There were no toxicosis and death cases observed after implanting operation, and the local wound dropsy alleviated after 3 days. The cut healed up after implanting operation 7 days, and the wound covered by hair. Normal activities of tested rats can be observed. Histopathological observation was done after implanting operation for 1 week and 9 weeks. As shown in Figs. 8 and 9, a great deal of neutrophils, lymphocytes and macrophages can be observed in musculature after 1 week of implanting operation, but no tissue grew into the pores of implanted materials. After 3 weeks the number of neutrophils and lymphocytes reduced, however, abundant macrophages still can be observed around implanted materials, the number of macrophages reduced obviously and a few neutrophils and lymphocytes still being after 9 weeks of implanting operation.
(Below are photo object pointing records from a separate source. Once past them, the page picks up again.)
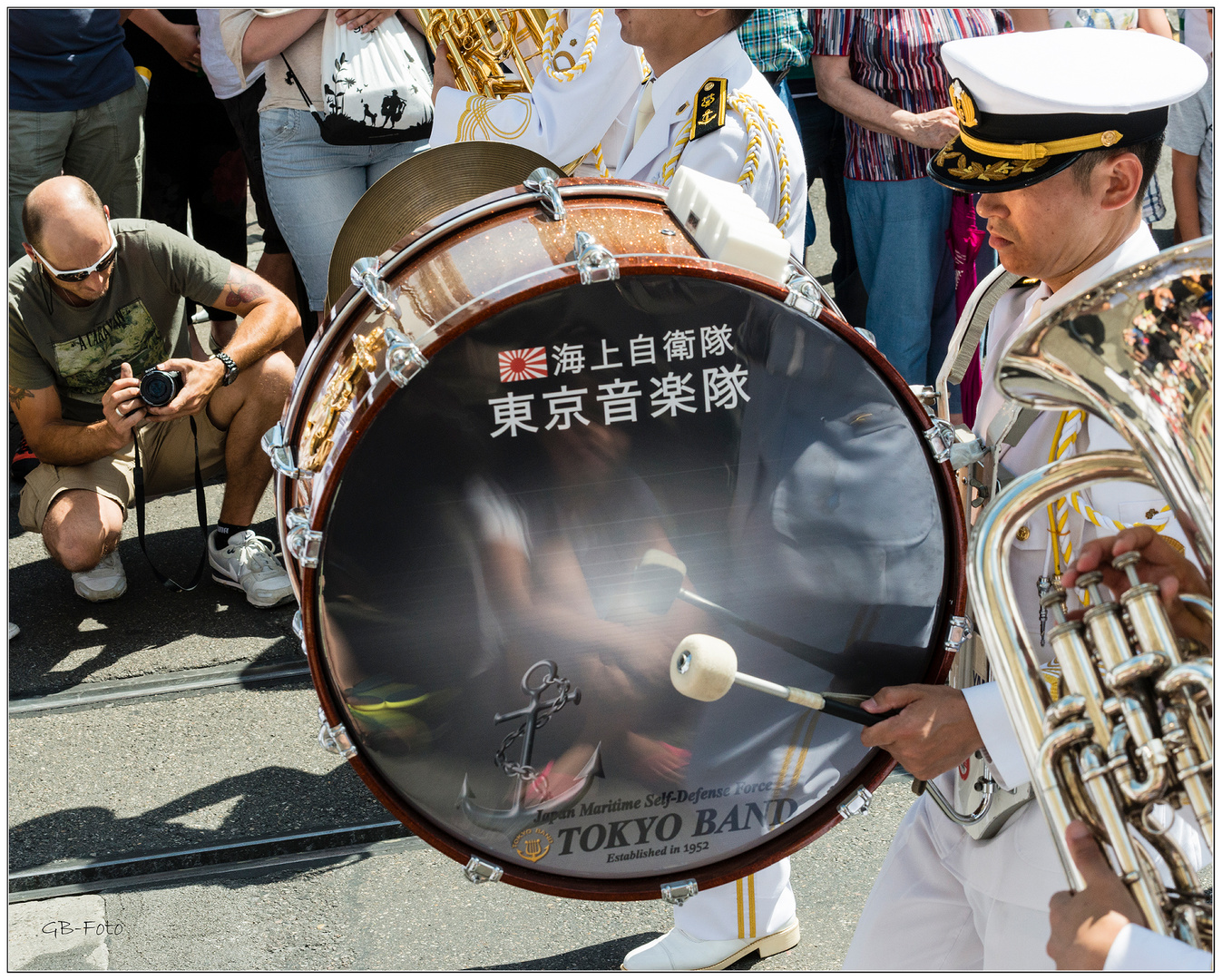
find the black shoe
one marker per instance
(24, 461)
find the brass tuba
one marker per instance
(481, 41)
(1134, 725)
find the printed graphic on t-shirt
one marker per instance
(90, 363)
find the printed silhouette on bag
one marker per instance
(393, 108)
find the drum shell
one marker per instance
(633, 224)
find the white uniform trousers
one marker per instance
(748, 908)
(925, 914)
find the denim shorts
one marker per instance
(312, 187)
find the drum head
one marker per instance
(571, 487)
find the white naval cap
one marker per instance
(1031, 103)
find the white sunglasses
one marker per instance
(80, 275)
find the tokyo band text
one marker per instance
(689, 391)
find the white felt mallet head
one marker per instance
(703, 667)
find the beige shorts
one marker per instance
(168, 456)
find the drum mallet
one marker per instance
(659, 577)
(705, 667)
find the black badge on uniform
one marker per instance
(710, 108)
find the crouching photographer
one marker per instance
(93, 307)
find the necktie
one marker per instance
(644, 112)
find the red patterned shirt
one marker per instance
(895, 54)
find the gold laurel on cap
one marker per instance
(1041, 151)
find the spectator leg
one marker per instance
(81, 527)
(312, 187)
(277, 264)
(900, 239)
(106, 148)
(37, 143)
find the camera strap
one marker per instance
(200, 506)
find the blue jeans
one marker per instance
(312, 187)
(900, 239)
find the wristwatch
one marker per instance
(230, 367)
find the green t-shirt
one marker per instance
(141, 320)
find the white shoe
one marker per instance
(679, 951)
(249, 563)
(105, 581)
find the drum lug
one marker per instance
(366, 275)
(404, 357)
(954, 444)
(478, 871)
(856, 804)
(542, 183)
(594, 263)
(302, 543)
(335, 739)
(957, 633)
(299, 630)
(941, 439)
(280, 454)
(677, 892)
(804, 295)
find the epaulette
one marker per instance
(710, 108)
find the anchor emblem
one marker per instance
(537, 714)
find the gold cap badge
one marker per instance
(964, 108)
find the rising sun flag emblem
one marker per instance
(524, 364)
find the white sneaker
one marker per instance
(679, 951)
(249, 563)
(105, 581)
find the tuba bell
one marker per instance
(1133, 725)
(482, 41)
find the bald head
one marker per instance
(63, 209)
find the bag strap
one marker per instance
(292, 77)
(200, 506)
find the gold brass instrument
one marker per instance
(1133, 727)
(479, 41)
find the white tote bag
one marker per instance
(376, 84)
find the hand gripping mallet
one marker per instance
(705, 667)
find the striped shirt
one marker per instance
(777, 38)
(895, 54)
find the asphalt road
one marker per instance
(240, 762)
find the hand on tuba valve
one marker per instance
(1161, 564)
(1085, 926)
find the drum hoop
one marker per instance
(874, 769)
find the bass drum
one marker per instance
(613, 444)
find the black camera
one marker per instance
(161, 387)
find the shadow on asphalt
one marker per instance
(269, 802)
(605, 956)
(53, 652)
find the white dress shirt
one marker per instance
(560, 120)
(721, 153)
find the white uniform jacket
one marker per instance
(722, 153)
(1021, 864)
(1138, 950)
(561, 120)
(1031, 557)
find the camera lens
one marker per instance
(159, 387)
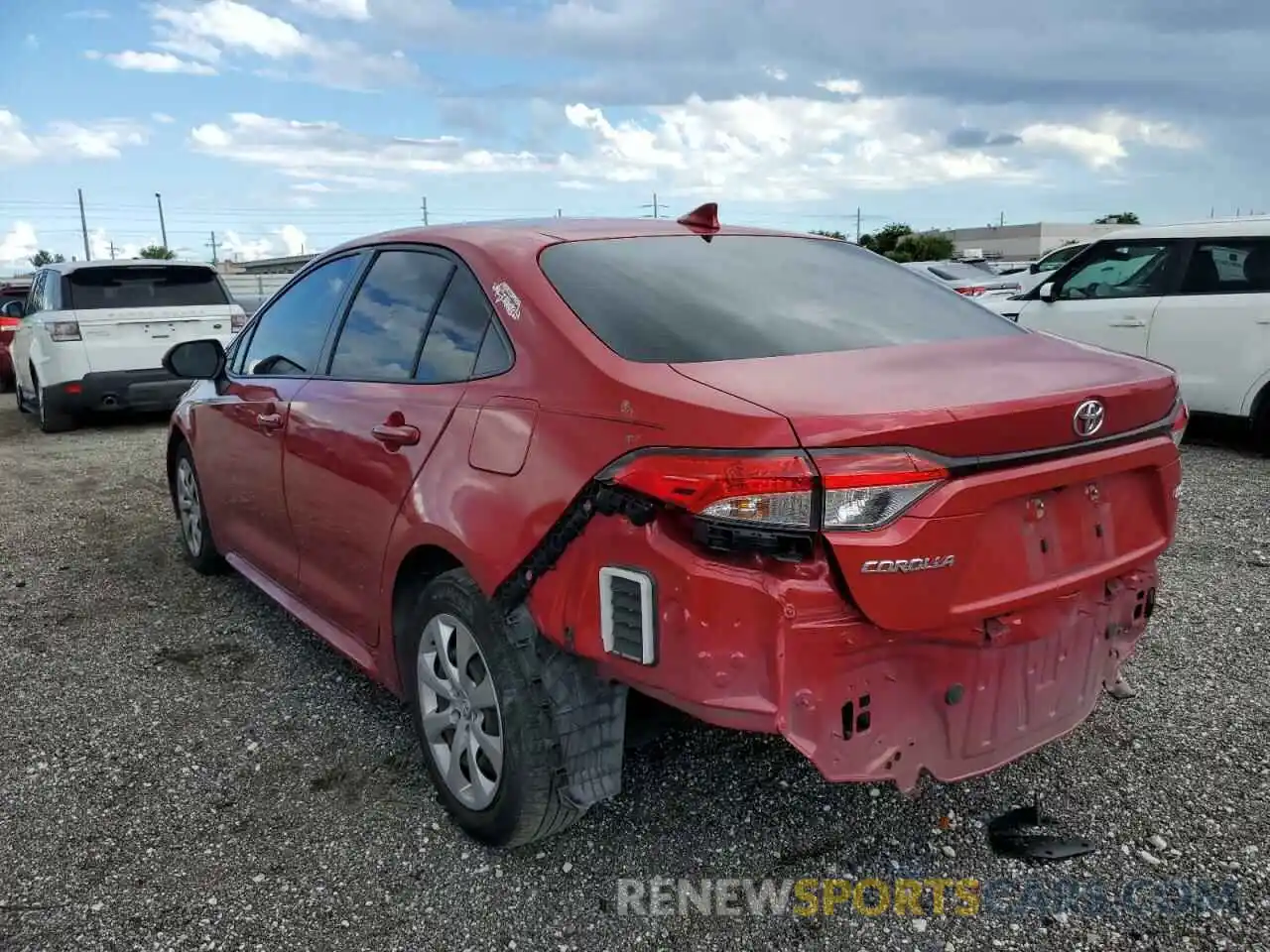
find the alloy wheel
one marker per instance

Fiber cyst can be observed at any observation time. As observed, there was no obvious difference in tissue response between 2 wt% PDLLA/NHA and 4 wt% PDLLA/NHA.

Fig. 8
figure 8

Histopathological observation of the tissue response at different time after 2 wt% PDLLA/NHA implanting operation ([a] and [b] 1 week, [c] and [d] 9 weeks): fiber cyst formation around implanted materials (black arrows region)

Fig. 9
figure 9

Histopathological observation of the tissue response at different time after 4 wt% PDLLA/NHA implanting operation ([a] and [b] 1 week; [c] and [d] 9 weeks): fiber cyst formation around implanted materials (black arrows region)

Acute systemic toxicity was investigated by scaffold extracts intraperitone injection. There were no toxicosis and death cases observed in gross observation at 5 min and 24 h respectively.

Conclusions

In the present work, various PDLLA/NHA composites were prepared by in-situ polymerization of NHA and lactide monomer. Scaffolds with high porosity and pore sizes about 250 μm were fabricated through SC CO2/SL. The interconnected macropore structure is very suitable for cell seeding. The evaluation of PDLLA/NHA composite materials on cytotoxicity were carried out by cell relative growth rate (RGR) method and cell direct contact method. The cytotoxicity of these scaffolds was in grade I according to ISO 10993-1. PDLLA/NHA composites show better hydrophilic ability, enhanced mechanical properties and excellent biocompatibility than PDLLA materials, and the inflammatory response of tissue after implanting, which may be caused by degradation products, lightened by introducing NHA in PDLLA polymer matrix. So PDLLA/NHA nanocomposites are very attractive in tissue engineering field.